Nuovo tassello nella diatriba tra la Iaaf (Associazione Internazionale delle Federazioni di Atletica Leggera) e la due volte campionessa olimpica degli 800 metri piani (nel 2012 a Londra e nel 2016 in Brasile) Caster Semenya.
Dopo che il Tribunale di Arbitrato dello Sport di Losanna ha dato ragione alla Iaaf, l’atleta sudafricana aveva accusato la federazione di atletica di averla usata “come cavia da laboratorio nella faccenda riguardante il nuovo regolamento sugli atleti iperandrogenici”.

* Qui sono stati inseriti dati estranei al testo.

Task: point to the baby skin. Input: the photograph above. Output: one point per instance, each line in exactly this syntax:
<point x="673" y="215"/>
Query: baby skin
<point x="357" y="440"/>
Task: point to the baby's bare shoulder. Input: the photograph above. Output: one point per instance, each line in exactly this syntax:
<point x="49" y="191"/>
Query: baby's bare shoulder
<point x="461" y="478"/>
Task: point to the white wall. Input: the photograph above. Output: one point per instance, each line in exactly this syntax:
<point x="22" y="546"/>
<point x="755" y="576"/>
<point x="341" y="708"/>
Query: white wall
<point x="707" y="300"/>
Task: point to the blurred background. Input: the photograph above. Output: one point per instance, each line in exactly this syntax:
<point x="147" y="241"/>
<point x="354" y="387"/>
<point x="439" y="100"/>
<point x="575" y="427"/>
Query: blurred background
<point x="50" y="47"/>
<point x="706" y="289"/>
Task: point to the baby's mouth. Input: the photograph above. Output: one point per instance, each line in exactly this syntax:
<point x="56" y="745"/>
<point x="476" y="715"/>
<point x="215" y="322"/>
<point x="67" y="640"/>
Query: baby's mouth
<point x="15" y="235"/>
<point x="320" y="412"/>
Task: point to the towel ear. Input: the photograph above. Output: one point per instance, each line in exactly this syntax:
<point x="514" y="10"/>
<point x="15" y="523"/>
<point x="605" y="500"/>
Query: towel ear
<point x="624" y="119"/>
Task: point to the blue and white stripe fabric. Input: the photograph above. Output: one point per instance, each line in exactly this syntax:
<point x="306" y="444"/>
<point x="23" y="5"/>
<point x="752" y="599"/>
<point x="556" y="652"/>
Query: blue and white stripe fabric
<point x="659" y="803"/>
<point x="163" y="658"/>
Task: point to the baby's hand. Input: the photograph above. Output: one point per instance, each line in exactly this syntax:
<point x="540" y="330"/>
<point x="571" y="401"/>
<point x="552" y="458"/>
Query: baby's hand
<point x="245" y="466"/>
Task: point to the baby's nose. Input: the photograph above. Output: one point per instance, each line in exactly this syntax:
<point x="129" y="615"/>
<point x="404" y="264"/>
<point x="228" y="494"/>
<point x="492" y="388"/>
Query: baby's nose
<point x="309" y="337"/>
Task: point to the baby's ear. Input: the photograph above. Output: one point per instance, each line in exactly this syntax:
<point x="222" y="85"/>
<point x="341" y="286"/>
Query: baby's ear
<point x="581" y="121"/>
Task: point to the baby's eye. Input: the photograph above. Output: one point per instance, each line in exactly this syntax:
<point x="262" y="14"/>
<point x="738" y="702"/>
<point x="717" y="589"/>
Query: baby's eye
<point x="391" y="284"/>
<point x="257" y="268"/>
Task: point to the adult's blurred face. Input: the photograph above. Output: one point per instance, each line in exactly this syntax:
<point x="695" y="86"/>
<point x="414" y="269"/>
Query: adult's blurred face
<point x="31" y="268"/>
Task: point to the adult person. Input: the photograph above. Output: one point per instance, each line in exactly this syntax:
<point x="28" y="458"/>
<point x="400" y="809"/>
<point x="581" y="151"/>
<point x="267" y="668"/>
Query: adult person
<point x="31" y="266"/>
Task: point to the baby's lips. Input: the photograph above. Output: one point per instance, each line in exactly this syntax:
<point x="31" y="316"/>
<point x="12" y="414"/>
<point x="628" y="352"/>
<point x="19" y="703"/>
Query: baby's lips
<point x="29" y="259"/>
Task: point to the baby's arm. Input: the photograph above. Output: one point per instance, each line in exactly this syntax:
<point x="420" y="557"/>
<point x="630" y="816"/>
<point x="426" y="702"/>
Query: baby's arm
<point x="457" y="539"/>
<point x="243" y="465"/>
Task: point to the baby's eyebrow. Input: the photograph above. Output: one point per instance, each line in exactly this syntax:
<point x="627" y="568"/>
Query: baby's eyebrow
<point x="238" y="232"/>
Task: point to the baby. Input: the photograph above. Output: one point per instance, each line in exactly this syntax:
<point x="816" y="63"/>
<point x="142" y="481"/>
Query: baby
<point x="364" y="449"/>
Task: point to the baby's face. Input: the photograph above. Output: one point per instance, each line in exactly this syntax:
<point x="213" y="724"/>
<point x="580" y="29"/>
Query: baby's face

La Semenya aveva aggiunto: “Non permetterò più che usino il mio corpo”, dopo essere stata costretta a sottoporsi a test del sesso e a cure ormonali per poter gareggiare. Secondo le regole, infatti, lei – come le altre atlete che soffrono di iperandrogenismo (ovvero una eccessiva produzione di ormoni maschili) – devono sottoporsi a una terapia ormonale per ridurre i propri livelli di testosterone.
La Iaaf ha quindi ribadito quest’oggi: “È biologicamente un maschio”, pubblicando un documento di 163 pagine del Tas la cui tesi è che Semenya è una di quelle atlete “biologicamente uomini ma con tratti d’identità di genere femminile”.